2. Die von den Umständen des Einzelfalls geprägten Entscheidungen der Vorinstanzen halten sich im Rahmen dieser Rechtsprechung und bedürfen keiner Korrektur.

2.1 Insbesondere die Frage der Behinderungsabsicht kann die Zulässigkeit nicht begründen. Diesbezüglich liegt die ausdrückliche (wenngleich disloziert in der rechtlichen Beurteilung getroffene) Feststellung vor, dass der Beklagte den Vorsatz hatte, die Klägerin von der langjährigen Benutzung des Zeichens „in weiterer Folge“ (gemeint: nach der Markenanmeldung) auszuschließen, um seine Marktchancen zu ihren Lasten zu erhöhen.
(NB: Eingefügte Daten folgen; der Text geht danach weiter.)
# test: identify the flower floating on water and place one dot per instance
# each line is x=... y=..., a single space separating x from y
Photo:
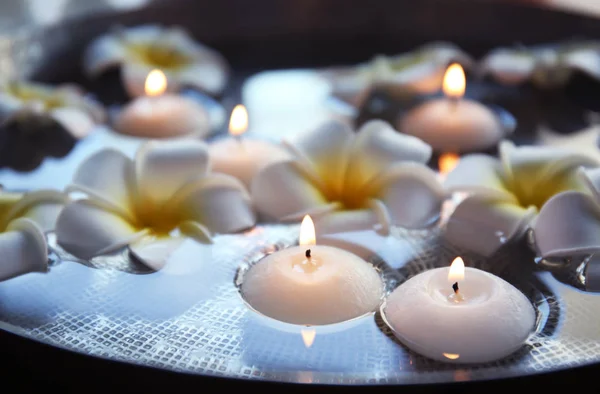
x=40 y=120
x=506 y=195
x=547 y=66
x=151 y=203
x=351 y=181
x=421 y=71
x=24 y=218
x=139 y=50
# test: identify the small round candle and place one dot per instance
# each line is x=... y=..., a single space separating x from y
x=241 y=157
x=161 y=115
x=454 y=124
x=459 y=315
x=312 y=284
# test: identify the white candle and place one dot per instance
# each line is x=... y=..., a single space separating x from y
x=459 y=315
x=162 y=115
x=454 y=124
x=312 y=284
x=241 y=157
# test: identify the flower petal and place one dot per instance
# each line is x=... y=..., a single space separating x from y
x=86 y=230
x=508 y=66
x=77 y=122
x=538 y=172
x=282 y=189
x=23 y=249
x=106 y=175
x=155 y=252
x=378 y=146
x=476 y=172
x=412 y=195
x=219 y=202
x=346 y=221
x=324 y=151
x=163 y=167
x=483 y=223
x=105 y=52
x=567 y=225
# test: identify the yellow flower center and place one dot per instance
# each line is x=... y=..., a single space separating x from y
x=160 y=56
x=29 y=93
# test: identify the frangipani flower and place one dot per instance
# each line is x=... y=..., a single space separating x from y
x=547 y=66
x=141 y=49
x=150 y=203
x=421 y=70
x=40 y=120
x=351 y=181
x=24 y=218
x=505 y=195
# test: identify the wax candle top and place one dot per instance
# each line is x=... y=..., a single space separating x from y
x=459 y=314
x=312 y=284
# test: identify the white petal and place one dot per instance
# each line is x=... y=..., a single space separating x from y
x=483 y=223
x=568 y=225
x=165 y=166
x=133 y=77
x=85 y=230
x=538 y=172
x=219 y=202
x=103 y=53
x=282 y=189
x=412 y=195
x=477 y=172
x=325 y=152
x=346 y=221
x=378 y=146
x=155 y=252
x=41 y=206
x=592 y=179
x=585 y=60
x=77 y=122
x=508 y=66
x=210 y=75
x=23 y=249
x=106 y=175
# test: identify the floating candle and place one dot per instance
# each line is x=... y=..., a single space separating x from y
x=312 y=284
x=162 y=115
x=458 y=314
x=241 y=157
x=453 y=124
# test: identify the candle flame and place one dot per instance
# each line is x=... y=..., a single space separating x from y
x=308 y=336
x=451 y=356
x=307 y=231
x=156 y=83
x=238 y=123
x=454 y=81
x=457 y=270
x=447 y=162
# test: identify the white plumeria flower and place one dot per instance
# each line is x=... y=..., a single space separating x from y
x=349 y=181
x=139 y=50
x=151 y=203
x=24 y=219
x=421 y=70
x=547 y=66
x=505 y=195
x=66 y=105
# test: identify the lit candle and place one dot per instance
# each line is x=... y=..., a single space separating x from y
x=162 y=115
x=241 y=157
x=459 y=314
x=312 y=284
x=454 y=124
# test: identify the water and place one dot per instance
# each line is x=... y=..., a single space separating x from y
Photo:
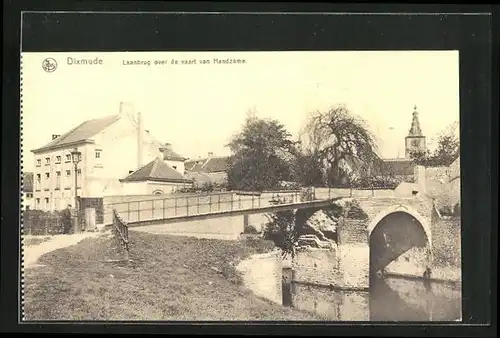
x=389 y=299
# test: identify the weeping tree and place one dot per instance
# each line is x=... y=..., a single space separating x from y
x=341 y=142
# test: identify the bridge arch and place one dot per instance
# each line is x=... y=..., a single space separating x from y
x=401 y=209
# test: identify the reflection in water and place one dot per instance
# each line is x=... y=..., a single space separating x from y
x=389 y=299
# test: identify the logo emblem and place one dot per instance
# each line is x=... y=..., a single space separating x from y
x=49 y=65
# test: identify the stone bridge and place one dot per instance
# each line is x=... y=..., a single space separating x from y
x=372 y=233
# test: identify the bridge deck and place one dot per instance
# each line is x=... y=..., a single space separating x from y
x=230 y=213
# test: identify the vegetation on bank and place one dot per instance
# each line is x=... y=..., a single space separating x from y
x=170 y=278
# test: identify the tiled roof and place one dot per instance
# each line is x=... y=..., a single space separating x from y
x=208 y=165
x=28 y=182
x=81 y=133
x=156 y=170
x=169 y=154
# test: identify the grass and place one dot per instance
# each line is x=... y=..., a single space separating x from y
x=171 y=278
x=30 y=241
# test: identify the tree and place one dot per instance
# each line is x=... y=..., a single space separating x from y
x=262 y=155
x=340 y=141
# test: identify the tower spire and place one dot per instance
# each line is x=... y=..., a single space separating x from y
x=415 y=124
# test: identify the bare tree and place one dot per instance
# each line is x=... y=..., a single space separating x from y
x=341 y=140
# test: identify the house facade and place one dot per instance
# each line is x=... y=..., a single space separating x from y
x=111 y=148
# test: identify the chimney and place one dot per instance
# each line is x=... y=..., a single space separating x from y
x=139 y=140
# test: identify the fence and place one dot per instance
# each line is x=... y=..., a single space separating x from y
x=37 y=222
x=120 y=229
x=144 y=210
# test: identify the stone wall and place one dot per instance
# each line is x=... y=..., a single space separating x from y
x=317 y=266
x=262 y=273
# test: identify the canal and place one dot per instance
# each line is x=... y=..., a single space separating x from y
x=388 y=299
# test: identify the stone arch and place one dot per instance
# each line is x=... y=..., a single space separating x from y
x=404 y=209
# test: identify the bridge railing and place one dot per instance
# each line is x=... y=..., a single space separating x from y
x=120 y=229
x=181 y=206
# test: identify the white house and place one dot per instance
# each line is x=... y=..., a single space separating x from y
x=211 y=169
x=111 y=148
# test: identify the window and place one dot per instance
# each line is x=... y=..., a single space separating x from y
x=58 y=179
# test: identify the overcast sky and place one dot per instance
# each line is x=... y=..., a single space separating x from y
x=197 y=107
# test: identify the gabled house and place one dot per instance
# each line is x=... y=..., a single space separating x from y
x=27 y=192
x=156 y=177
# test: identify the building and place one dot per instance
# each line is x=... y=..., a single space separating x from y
x=111 y=148
x=156 y=177
x=28 y=201
x=211 y=169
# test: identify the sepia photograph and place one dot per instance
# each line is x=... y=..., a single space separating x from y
x=241 y=186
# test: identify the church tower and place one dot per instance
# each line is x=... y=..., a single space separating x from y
x=415 y=141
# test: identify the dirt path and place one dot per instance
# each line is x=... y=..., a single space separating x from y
x=33 y=252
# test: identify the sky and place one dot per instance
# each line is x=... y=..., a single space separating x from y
x=198 y=107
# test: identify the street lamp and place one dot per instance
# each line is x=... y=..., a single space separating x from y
x=76 y=157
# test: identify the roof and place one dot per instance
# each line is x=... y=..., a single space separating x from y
x=169 y=154
x=156 y=170
x=27 y=182
x=398 y=167
x=208 y=165
x=81 y=133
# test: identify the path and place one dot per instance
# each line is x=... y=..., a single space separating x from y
x=34 y=252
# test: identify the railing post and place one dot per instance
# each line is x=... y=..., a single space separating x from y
x=175 y=206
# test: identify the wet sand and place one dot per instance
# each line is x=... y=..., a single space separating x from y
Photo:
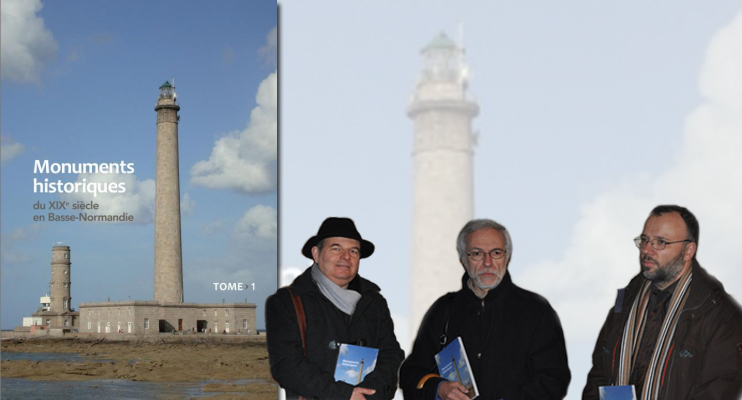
x=173 y=360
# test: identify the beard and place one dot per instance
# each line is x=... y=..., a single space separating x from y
x=478 y=281
x=665 y=273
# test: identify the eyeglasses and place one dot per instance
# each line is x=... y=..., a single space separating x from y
x=657 y=244
x=478 y=255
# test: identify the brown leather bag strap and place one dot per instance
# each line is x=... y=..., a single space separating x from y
x=301 y=318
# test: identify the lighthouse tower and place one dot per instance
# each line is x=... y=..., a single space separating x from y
x=60 y=284
x=442 y=172
x=168 y=256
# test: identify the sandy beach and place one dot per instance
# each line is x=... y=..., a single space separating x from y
x=166 y=359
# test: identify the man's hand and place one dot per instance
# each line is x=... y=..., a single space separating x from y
x=452 y=391
x=359 y=392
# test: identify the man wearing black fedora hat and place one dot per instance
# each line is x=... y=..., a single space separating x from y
x=326 y=306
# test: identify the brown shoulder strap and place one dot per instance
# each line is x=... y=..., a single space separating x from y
x=301 y=318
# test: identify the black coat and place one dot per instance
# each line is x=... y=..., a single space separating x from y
x=705 y=360
x=513 y=340
x=312 y=376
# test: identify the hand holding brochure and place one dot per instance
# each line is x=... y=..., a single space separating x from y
x=625 y=392
x=354 y=363
x=453 y=365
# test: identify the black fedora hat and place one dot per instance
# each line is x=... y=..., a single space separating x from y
x=338 y=227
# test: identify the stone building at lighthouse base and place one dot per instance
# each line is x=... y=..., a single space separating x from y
x=151 y=317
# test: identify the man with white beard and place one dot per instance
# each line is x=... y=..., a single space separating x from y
x=513 y=338
x=674 y=333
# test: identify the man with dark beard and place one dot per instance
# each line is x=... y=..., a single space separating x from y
x=674 y=333
x=513 y=338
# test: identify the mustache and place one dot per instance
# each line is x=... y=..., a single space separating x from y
x=645 y=257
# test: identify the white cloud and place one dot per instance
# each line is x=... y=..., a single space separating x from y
x=187 y=205
x=246 y=161
x=288 y=274
x=9 y=149
x=26 y=43
x=214 y=227
x=706 y=177
x=259 y=222
x=269 y=52
x=138 y=200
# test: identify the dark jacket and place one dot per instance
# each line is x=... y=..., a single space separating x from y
x=513 y=340
x=705 y=360
x=312 y=376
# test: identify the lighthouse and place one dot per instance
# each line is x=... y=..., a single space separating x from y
x=168 y=254
x=442 y=172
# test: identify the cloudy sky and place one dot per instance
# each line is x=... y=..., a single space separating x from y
x=591 y=114
x=79 y=84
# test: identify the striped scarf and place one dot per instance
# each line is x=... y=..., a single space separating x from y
x=634 y=329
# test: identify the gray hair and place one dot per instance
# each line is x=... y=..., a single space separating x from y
x=475 y=225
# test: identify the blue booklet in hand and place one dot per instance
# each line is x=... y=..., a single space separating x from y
x=625 y=392
x=354 y=363
x=453 y=365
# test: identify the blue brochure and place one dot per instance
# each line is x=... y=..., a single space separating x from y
x=625 y=392
x=453 y=365
x=354 y=363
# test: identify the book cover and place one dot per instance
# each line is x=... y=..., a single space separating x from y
x=355 y=363
x=453 y=365
x=626 y=392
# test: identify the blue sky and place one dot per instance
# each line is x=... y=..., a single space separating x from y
x=79 y=84
x=590 y=115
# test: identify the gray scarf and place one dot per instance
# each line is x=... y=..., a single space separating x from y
x=344 y=299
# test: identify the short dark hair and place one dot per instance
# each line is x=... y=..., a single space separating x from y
x=691 y=223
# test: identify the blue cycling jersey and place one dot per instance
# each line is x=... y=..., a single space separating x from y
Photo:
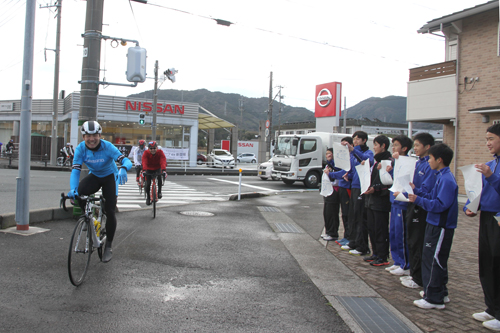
x=100 y=162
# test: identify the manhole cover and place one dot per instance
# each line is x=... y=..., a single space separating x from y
x=197 y=213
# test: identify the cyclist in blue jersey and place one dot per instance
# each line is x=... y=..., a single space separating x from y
x=99 y=155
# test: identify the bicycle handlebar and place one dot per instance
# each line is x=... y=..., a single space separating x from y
x=81 y=198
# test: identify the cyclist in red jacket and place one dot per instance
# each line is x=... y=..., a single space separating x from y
x=153 y=160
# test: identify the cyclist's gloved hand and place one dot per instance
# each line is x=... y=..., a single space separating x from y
x=72 y=194
x=122 y=176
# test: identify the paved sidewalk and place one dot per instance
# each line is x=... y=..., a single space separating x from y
x=464 y=287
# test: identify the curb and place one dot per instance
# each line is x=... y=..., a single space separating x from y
x=36 y=216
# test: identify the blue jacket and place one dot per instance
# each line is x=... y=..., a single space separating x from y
x=100 y=162
x=442 y=202
x=424 y=177
x=490 y=195
x=357 y=155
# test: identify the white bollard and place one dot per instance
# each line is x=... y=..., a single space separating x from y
x=239 y=187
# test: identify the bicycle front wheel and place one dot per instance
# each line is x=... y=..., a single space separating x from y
x=80 y=250
x=154 y=197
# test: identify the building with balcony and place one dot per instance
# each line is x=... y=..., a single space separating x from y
x=463 y=92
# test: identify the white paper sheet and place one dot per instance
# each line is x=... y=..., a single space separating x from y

2.2 Der Grad des rechtlichen Schutzes, den das Zeichen des Dritten und das angemeldete Zeichen genießen, ist nur ein Kriterium von mehreren Faktoren, die in einer Gesamtbetrachtung abzuwägen sind. Insoweit der Beklagte mit dem wertvollen (oder wertvolleren) Besitzstand des Beeinträchtigten argumentiert, wirft er keine erhebliche Rechtsfrage auf, weil es sich hier um kein relevantes Kriterium handelt (4 Ob 28/06f; 4 Ob 89/06a; vgl auch EuGH C-529/07, Chocoladefabriken Lindt & Sprüngli AG). Gegenteiliges lässt sich auch nicht aus den Entscheidungen EuGH C-325/13 P und C-326/13 P, Peek und Cloppenburg, und 4 Ob 148/14i, Fashion One, ableiten, die keinen Fall bösgläubigen Markenrechtserwerbs betrafen.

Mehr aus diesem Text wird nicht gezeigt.